Post by Bridget0688 » Thu Apr 08, 2004 4:55 am

PLEASE be careful when you read this.



I'm so fucking tired of living this life. Everywhere I turn, I'm constantly reminded of my cutting. Every time I look in the mirror, I'm ashamed. These scars, these cuts, are all triggers for me. Sometimes I wish I could just end everything.

Am I suicidal? Not really. It's just that when the pressures of being a 15 year old who's cut herself since she was 10 get a little hard for me to handle, I wish I could disappear. It's too much.

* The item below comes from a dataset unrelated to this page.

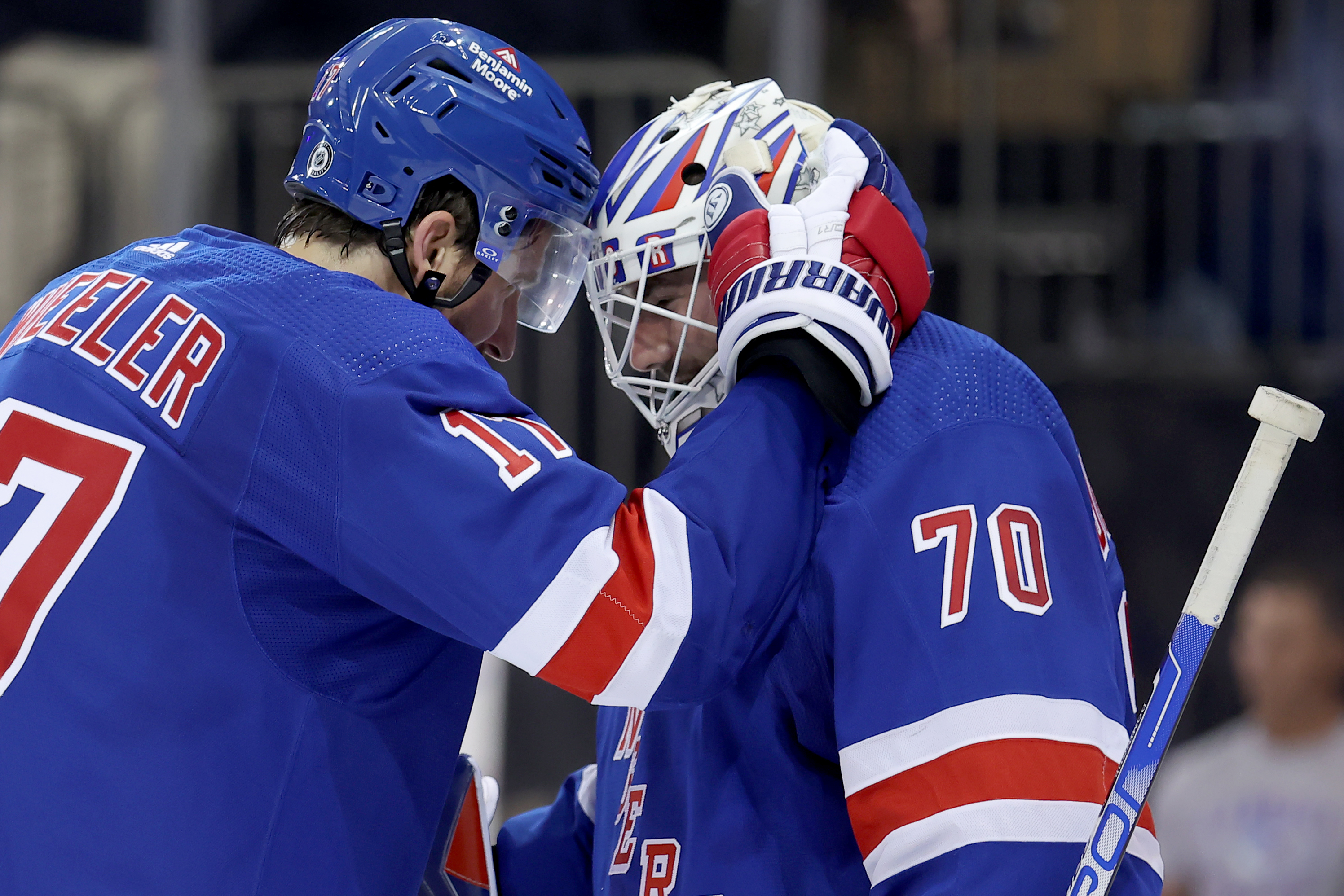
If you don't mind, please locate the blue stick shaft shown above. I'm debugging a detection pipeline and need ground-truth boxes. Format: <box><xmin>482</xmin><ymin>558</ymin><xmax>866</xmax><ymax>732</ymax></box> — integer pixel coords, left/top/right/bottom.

Why in the hell am I forced to pretend to live this way? I'm only 15 fucking years old. My mom's going insane because her mom's dying of cancer. My dad leaves sometimes for days at a time because of her. And my little brother, who's only 12, doesn't have anybody to count on but me. I'm carrying my family and I'm not sure whether or not I can handle it. I'm not sure if I can handle one more insult from my mom. I'm not sure if I can handle being forced to live like an adult when I'm just a kid. I'm not sure if I can handle one more day of this.

But time will tell if I'm going to cut or not. At times it seems like it's so much easier to allow myself to explode on the outside than wait until the explosion gets too extreme on the inside. And right now is one of those times. Sometimes it seems like the only way I can ever get past all this shit is to cut myself.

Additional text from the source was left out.